Research Article

A Study of Serial Monitoring of DOAC Levels: A Lesson of What Test to Order and When to Order it

Jeff Ahlstedt1, Labovitz D2 and Morayma Reyes Gil1*

1Department of Pathology, Montefiore Medical Center, NY, USA

2Department of Neurology, Montefiore Medical Center, NY, USA

*Corresponding author: Morayma Reyes Gil, Director of Hematology, Department of Pathology, Montefiore Medical Center, NY 10467, USA, Tel: + 718-920-2964; E-mail:

Citation: Ahlstedt J, Labovitz D, Reyes Gil1 M (2018) A Study of Serial Monitoring of DOAC Levels: A Lesson of What Test to Order and When to Order it. J Blood Transfus Hematop 2018: 8-11.
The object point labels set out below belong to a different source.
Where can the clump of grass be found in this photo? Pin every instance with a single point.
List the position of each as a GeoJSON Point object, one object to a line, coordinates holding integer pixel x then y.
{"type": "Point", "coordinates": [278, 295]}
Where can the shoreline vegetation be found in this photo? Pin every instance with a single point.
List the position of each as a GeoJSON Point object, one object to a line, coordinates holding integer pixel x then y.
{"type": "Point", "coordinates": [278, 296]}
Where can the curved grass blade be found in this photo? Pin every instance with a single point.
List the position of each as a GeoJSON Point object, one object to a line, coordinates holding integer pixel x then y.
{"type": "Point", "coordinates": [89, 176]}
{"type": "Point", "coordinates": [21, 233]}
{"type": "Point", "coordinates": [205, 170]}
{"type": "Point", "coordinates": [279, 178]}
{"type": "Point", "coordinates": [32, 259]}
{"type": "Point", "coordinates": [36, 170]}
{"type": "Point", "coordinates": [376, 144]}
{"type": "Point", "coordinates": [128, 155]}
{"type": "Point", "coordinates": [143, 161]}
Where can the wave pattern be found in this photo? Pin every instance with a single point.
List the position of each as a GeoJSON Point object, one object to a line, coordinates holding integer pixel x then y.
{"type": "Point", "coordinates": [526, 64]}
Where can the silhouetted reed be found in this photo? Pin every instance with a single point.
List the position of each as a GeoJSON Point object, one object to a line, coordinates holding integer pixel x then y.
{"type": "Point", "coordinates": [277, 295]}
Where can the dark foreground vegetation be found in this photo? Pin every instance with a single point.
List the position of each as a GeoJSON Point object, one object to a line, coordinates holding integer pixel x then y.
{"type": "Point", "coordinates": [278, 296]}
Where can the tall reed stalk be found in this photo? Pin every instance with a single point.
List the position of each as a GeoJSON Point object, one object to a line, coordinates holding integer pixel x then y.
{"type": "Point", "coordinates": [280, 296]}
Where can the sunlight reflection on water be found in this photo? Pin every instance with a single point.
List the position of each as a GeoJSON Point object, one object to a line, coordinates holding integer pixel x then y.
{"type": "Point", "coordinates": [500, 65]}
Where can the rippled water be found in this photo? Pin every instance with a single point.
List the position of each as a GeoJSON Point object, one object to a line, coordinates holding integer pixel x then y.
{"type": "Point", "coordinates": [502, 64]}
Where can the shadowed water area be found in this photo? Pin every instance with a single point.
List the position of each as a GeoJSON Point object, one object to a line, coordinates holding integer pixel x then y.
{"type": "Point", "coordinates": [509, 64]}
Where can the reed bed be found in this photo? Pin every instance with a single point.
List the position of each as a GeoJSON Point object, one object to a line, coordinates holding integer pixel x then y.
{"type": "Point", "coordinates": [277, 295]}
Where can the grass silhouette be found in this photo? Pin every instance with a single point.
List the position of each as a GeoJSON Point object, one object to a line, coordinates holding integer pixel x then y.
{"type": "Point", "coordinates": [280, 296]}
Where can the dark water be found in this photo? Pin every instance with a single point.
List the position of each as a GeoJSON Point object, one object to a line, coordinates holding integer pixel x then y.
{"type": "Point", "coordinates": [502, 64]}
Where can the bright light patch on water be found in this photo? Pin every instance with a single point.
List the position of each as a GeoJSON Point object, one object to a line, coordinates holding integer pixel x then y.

Received Date: 28 March, 2018; Accepted Date: 27 May, 2018; Published Date: 28 August, 2018


The new direct oral anticoagulants (DOACs) are an attractive choice for prevention of stroke in atrial fibrillation, prophylaxis of hip/knee replacement and treatment of venous thromboembolism (VTE). DOACs have gained popularity over warfarin as their therapeutic range can be achieved rapidly, have fewer drug-drug interactions and have fewer food restrictions. But more importantly, DOACs do not require routine monitoring. Nonetheless, there is great uncertainty and lack of consensus about how to monitor patients on DOACs that are at risk of bleeding due to renal disease, trauma, or being underweight, or on the other hand, may be subtherapeutic due to malabsorption, obesity or lack of compliance. Herein we present our experience using several methods to monitor the direct FXa inhibitors, rivaroxaban and apixaban, in a serial study of compliance. We studied the sensitivity of prothrombin time (PT), partial thromboplastin time (PTT), dilute Russell viper venom (DRVVT) and two anti-Xa chromogenic assays to measure rivaroxaban and apixaban levels in patients at serial time points for up to 12 weeks. We determined that DRVVT is a good assay to screen for the presence of DOACs but not reliable to monitor the drug levels whereas the chromogenic anti-Xa assays should be used to monitor drug level. We observed a broad range of drug levels based on the time gap from last dose and thus we recommend that blood samples be drawn at peak intervals.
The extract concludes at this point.